Need-To-Know Requirements for Nursing CEUs

Every registered nurse knows what Continuing Education Units (CEUs) are. A few states don’t require nurses to complete CEUs, but most of them do. And even in the ones that don’t, a nurse’s place of employment (such as a hospital or other healthcare facility) will probably require them anyway. One way or another, completing CEUs is essential for most nurses to maintain their licenses, jobs, or both.

Of course, this means that nurses will have to figure out CEU requirements at some point in their careers. Not only will they have to meet the deadlines imposed by their state of residence, but they’ll also have to make sure they’re meeting other state-specific requirements. Plus, it’s recommended that each nursing CEU course matches their interests and learning styles too; it’s just easier to stay motivated that way. Even though the main purpose of nursing CEUs is to keep your nursing license current, they can also be beneficial on a personal level too.

The most important thing to do is to follow state requirements

Many states have similar requirements, but “close enough” won’t work here – you have to be sure of what your specific state board of nursing (BON) requires. This is how you’ll find out how many CEUs you’ll need, the deadline for completing them, and the length of each license renewal period. There are plenty of ways to find all this information out (and more), but the best way is to visit their site directly.

If you’ve spent years practicing as a nurse in the same state, the requirements won’t change too much from one renewal period to the next. If you’re planning on moving to a different state, however, you’ll have to be aware of the CEU requirements in your new state of residence. This is pretty rare, but it’s happened in a few cases: a nurse will move states for a job in healthcare, then realize that they’re facing a tight deadline for CEUs that they forgot to check on before finalizing the move. This not only jeopardizes their nursing license, but also possibly their employment status.

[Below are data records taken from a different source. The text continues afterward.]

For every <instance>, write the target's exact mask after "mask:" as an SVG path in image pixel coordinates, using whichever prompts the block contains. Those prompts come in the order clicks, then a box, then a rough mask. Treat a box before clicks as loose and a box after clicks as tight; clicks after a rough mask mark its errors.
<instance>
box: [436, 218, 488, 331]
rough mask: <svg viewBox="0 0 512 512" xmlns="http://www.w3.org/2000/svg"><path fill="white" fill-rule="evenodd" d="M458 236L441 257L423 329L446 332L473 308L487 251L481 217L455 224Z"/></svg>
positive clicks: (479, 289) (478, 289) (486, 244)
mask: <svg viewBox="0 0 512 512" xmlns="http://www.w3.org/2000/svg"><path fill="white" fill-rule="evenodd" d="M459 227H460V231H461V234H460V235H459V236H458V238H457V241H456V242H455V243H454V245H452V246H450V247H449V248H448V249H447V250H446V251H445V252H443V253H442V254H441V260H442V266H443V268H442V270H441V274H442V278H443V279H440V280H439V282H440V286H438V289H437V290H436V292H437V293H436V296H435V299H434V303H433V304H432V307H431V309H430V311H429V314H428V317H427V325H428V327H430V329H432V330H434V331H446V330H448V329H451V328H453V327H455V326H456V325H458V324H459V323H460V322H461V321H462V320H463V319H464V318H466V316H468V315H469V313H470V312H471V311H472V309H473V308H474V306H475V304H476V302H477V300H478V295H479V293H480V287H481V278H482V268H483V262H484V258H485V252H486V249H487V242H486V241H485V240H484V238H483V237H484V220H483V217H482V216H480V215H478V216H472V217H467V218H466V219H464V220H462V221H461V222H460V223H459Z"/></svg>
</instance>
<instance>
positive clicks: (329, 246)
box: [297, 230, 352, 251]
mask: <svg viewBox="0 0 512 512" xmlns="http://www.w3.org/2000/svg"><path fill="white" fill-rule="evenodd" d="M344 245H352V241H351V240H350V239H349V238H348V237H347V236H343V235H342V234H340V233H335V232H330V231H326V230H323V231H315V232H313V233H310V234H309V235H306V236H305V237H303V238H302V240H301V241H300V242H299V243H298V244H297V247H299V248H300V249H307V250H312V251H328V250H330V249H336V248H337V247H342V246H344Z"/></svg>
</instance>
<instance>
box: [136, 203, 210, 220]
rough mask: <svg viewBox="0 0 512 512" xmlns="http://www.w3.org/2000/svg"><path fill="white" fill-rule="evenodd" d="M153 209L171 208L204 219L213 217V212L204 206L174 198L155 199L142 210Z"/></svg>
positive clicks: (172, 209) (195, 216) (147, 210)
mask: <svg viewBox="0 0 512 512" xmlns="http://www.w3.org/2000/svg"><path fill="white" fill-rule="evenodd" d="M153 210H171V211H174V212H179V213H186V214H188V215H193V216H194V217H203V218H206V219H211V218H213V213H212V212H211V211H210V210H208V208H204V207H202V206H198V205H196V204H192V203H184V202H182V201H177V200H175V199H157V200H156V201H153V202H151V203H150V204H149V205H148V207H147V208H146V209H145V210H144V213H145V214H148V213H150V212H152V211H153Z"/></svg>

You’ll also be asked to document proof of completed CEUs

Each state differs with regards to the type of proof you’ll be asked to show. You might have to submit documentation for each CEU course online, or you might just have to keep records in case you get audited later. Some states even specify how long you should hold onto those records. The process is different for every state, but one thing is consistent – you should always keep accurate records.

Another technicality to keep in mind is that not every state requires documentation for the first round of CEUs for license renewal, but they do for every subsequent round. Why is this? That isn’t clear, but it just illustrates the importance of reading up on CEU requirements in your state.

Choose your CEU courses wisely

There are plenty of reasons to be intentional about which courses you choose, but for brevity’s sake, here are the highlights:

  • You may have to comply with state requirements

In many states, nurses can take any CEU courses they choose provided they take enough of them. In some cases, however, the state BON specifies that a certain number of contact hours be spent on specific subjects. For example, nurses in a particular state might be asked to spend two contact hours each on ethics and substance abuse. These are just examples; nurses might have to do the same for subjects like palliative care, domestic abuse, medication errors, ABG interpretation, and more.

  • You could have a wider variety of options

It’s always great to pick the CEU course that you find relevant and interesting, but that may not be possible if you wait until the last minute to register for them. Many nurses don’t plan ahead for their CEU courses, mostly because their busy schedules make it hard to do so – until they don’t really have the option to wait any longer, that is. By the time they start looking for the classes they need, they’re competing with all the other nurses who’ve done the same thing. They should be able to get enough contact hours, but some of the courses might not be very relevant to their careers or specializations.

  • You could choose courses that match your learning style

Not all nurses know this, but they have a lot more options than just classroom-based courses. Some conferences or seminars can count as CEUs, and there are countless online options for those who enjoy a less traditional format. It’s possible to find classes that focus on attending lectures, learning from assigned textbooks, viewing webinars, and much more.

  • Your career will benefit more

If you can target some of your CEU courses to your chosen area of specialization, you’ll be able to leverage all that time and effort to benefit your career. Some CEUs let you earn certificates, while others simply build on previously gained knowledge. Whatever the case, they can be used just like other professionals use continuing education – to qualify for a promotion or raise, to become more eligible for a dream job, or to simply be better at what you’re already doing.

Confirm that the CEU courses you take are accredited

Last but certainly not least, it’s important to make sure that each CEU course you complete is accredited by the state BON or by the ANCC. Without this accreditation, you could end up taking courses that don’t count towards the official requirements; they might benefit you personally, but that’s about it. Accredited course providers will have their own provider number, which you can ask for before enrolling just to be sure. If there’s ever any question about a course’s accreditation status, your state’s BON should be able to give you an answer.

The takeaway

Completing CEU requirements can seem like a complicated task at first, but with a bit of homework beforehand, you should get a firm grasp on everything that’s needed in order to satisfy your state’s nursing CEU requirements.